O elenco parcialmente renovado do grupo, eis que o time principal estava até esta semana na Alemanha, apresentando a versão de Fausto que Paulo Flores dirigira anteriormente, mostra-se extremamente eficiente, e isso evidencia mais uma qualidade do conjunto: fica comprovado que, gradualmente, a Terreira da Tribo está de fato transformando-se numa escola de interpretação teatral.

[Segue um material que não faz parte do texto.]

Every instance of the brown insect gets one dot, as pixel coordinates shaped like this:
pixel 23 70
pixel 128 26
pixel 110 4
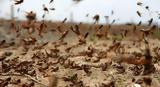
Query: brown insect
pixel 51 1
pixel 45 8
pixel 81 37
pixel 150 21
pixel 42 29
pixel 139 3
pixel 99 33
pixel 96 18
pixel 139 14
pixel 18 2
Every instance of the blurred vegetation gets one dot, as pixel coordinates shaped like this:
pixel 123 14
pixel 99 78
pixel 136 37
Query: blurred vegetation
pixel 156 33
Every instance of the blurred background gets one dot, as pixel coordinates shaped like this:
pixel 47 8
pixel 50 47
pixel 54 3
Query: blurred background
pixel 122 11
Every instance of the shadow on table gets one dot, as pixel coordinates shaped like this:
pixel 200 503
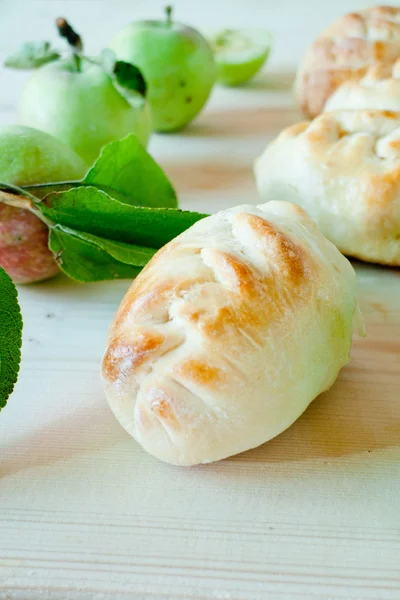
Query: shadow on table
pixel 249 121
pixel 85 431
pixel 360 413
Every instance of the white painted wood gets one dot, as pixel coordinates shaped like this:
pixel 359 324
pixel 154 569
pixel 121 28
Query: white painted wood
pixel 85 513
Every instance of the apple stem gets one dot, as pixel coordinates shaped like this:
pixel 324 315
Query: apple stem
pixel 168 12
pixel 74 40
pixel 19 198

Nilsson Asp, como Jonas, é uma figura marcante, da mesma forma que Humberto Pinheiro, na interpretação travestida de Tia Rute, concretiza com seriedade e respeito, sem qualquer afetação. Goreth Albuquerque, como Dona Senhorinha e Tânia Farias, como Glorinha, Casemiro Vasconcelos, como Guilherme e Matheus Spielmann como Edmundo, são igualmente figuras desenvolvidas cada uma com noção de especificidade, com características diferenciadoras e identificadoras. Aline Becchi vive a menina grávida e sua presença é de fato, provocativa, ao longo de todo o espetáculo. Por todo resultado altamente positivo que Álbum de Família Alcança, inclusive pela fidelidade ao clima do texto original de Nelson Rodrigues, pode-se afirmar, desde logo, que a maturidade de Ói Nóis Aqui Traveiz fica mais do que comprovada. Além disso, a existência de um segundo elenco evidência que o grupo, ao completar seus dezoito anos de atuação, está, de fato, atingindo seus objetivos. Quanto ao público de Porto Alegre, fica a certeza de que, qualquer que seja o texto ou o espetáculo existe, de fato, a marca do Ói Nóis Aqui Traveiz e, pela primeira vez, em muitas décadas, a capital gaúcha, de fato, pode afirmar, com orgulho, sediar um verdadeiro grupo de teatro. Álbum de Família é, por isso tudo, imperdível e mais uma vitória do conjunto Porto-alegrense.